Na pecuária, a criação de gado bovino, consome grandes quantidades de água e tem o problema das emissões de metano. No passado a China consumia muito menos carne de bovino, do que atualmente. De onde lhes chega essa carne? Em grande parte da América do Sul, especialmente do Brasil e da Argentina. No Brasil a maior parte das emissões de gases com efeito de estufa não vêm da combustão dos combustíveis fósseis mas da desflorestação e da pecuária.

De maneira que a alimentação tem, de facto, um grande impacto sobre as alterações climáticas.

Outra questão importante é a nossa mobilidade, que é cada vez maior, mas isso tem um custo ambiental porque gera um grande volume de emissões de gases com efeito de estufa. É necessário adotar uma mobilidade mais sustentável. E aqui as cidades desempenham um papel muito importante. Hoje em dia as populações concentram-se muito nas cidades e devemos ter cidades mais inteligentes, em que o consumo de água e energia esteja otimizado. Cidades que possam produzir alimentos (através, por exemplo, de culturas hidropónicas*) e energia (através de painéis solares). Há todo um conjunto de soluções possíveis mas que depende de duas coisas muito importantes: vontade individual e coletiva e investimento.

A Costa Rica tem, em certas zonas, minas em que se pode explorar o ouro a céu aberto. E a Costa Rica negou-se a fazer essa exploração porque isso implicaria o abate de grandes áreas de floresta e prefere optar por um turismo de natureza sustentável. É um belo exemplo!

Se fizermos uma transição, a nível mundial – e tem mesmo que ser a nível mundial, senão, não funciona – conseguimos chegar a um patamar melhor. Se muitos países não cooperarem na adoção de novos comportamentos e desrespeitarem as regras – os chamados “free riders” – então a estratégia, por muito boa que seja, está, à partida, condenada.

Acha possível, alguma vez, vermos “Direitos Ambientais” consignados na Declaração Universal dos Direitos Humanos e o seu desrespeito ser considerado uma violação dos mesmos?

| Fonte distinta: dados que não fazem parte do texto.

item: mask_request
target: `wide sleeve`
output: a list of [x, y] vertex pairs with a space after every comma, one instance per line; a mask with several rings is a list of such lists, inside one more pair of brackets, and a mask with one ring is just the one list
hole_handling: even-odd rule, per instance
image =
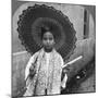
[[26, 69], [25, 69], [25, 79], [27, 78], [28, 74], [29, 74], [29, 68], [32, 65], [32, 63], [35, 61], [35, 58], [37, 57], [37, 52], [35, 54], [33, 54], [26, 65]]
[[[61, 68], [64, 65], [64, 61], [63, 61], [63, 59], [62, 59], [62, 57], [61, 57]], [[63, 70], [63, 69], [62, 69]], [[65, 88], [66, 87], [66, 81], [68, 81], [68, 75], [66, 75], [66, 73], [64, 74], [64, 77], [63, 77], [63, 79], [62, 79], [62, 82], [61, 82], [61, 87], [62, 88]]]

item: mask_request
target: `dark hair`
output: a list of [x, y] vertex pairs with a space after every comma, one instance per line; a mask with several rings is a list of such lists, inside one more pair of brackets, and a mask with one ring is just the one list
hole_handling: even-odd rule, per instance
[[[41, 39], [42, 39], [42, 37], [44, 37], [44, 34], [47, 33], [47, 32], [50, 32], [50, 33], [52, 34], [51, 28], [49, 28], [48, 26], [41, 27]], [[53, 35], [53, 34], [52, 34], [52, 35]]]

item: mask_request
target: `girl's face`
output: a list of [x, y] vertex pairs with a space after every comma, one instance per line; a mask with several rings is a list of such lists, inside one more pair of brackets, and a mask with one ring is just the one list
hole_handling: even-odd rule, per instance
[[45, 49], [52, 49], [54, 45], [54, 38], [52, 33], [46, 32], [42, 36], [42, 45]]

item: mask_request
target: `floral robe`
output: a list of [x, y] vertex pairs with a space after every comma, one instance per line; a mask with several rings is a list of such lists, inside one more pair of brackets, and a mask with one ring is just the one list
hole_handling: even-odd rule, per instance
[[[36, 74], [33, 79], [29, 77], [29, 68], [32, 63], [36, 61]], [[53, 49], [50, 52], [49, 68], [48, 68], [48, 81], [47, 71], [46, 71], [46, 56], [45, 50], [41, 49], [36, 52], [30, 60], [25, 70], [25, 79], [27, 90], [24, 96], [34, 96], [34, 95], [45, 95], [46, 84], [47, 84], [47, 95], [60, 94], [61, 90], [61, 73], [62, 73], [63, 59], [62, 57]]]

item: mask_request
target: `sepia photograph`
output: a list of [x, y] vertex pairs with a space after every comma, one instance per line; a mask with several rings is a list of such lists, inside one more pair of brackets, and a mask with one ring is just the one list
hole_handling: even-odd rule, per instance
[[12, 0], [12, 98], [96, 93], [96, 5]]

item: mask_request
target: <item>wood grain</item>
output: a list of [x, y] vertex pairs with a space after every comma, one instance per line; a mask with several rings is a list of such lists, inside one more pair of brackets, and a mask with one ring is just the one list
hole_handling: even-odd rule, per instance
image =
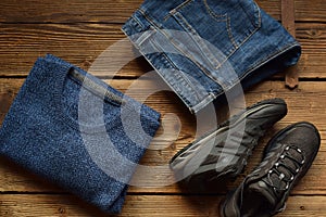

É uma questão tentadora. Porém os direitos ambientais não estão definidos. O mais importante, para já, é que as pessoas estejam conscientes de que nós continuamos muito ligados e dependentes do ambiente e dos recursos naturais. E que a tecnologia não resolve tudo, ao contrário do que muitos acreditam. Em muitos aspetos o ambiente ainda tem e terá a última palavra. Há uma teoria que diz que a relação com o ambiente é, até certo ponto, supérflua, e que nós podemos ser independentes do ambiente, substituindo os seus serviços por produtos e serviços obtidos através da ciência, da tecnologia e da inovação. Alguns acreditam que caminhamos para uma singularidade tecnológica devido ao ritmo crescente de aparecimento de novas tecnologias, instrumentos e produtos. A singularidade dá-se quando os computadores, por meio da inteligência artificial, adquirirem uma autonomia e uma capacidade de resolução de problemas, de mobilidade e de interação com o ambiente e com o homem superior aos próprios humanos. Nesta visão pós-humanista a natureza e o ambiente perdem o seu antigo valor. O problema é que nem todos podem beneficiar destes avanços tecnológicos pelo que muitos continuarão confrontados com os mesmos problemas de sobrevivência, como se fossem os “zombies” de um mundo disfuncional. As utopias pós-humanistas conduziriam a maiores desigualdades e a maiores problemas sociais. Tentar dissociar o homem do ambiente é uma tarefa perigosa e impossível de realizar para o conjunto da humanidade. Implicaria a negação da Declaração Universal dos Direitos Humanos.

* Hidroponia é a arte e a ciência de crescer plantas numa solução de água e nutrientes em que as raízes são suportadas por um meio que não o solo.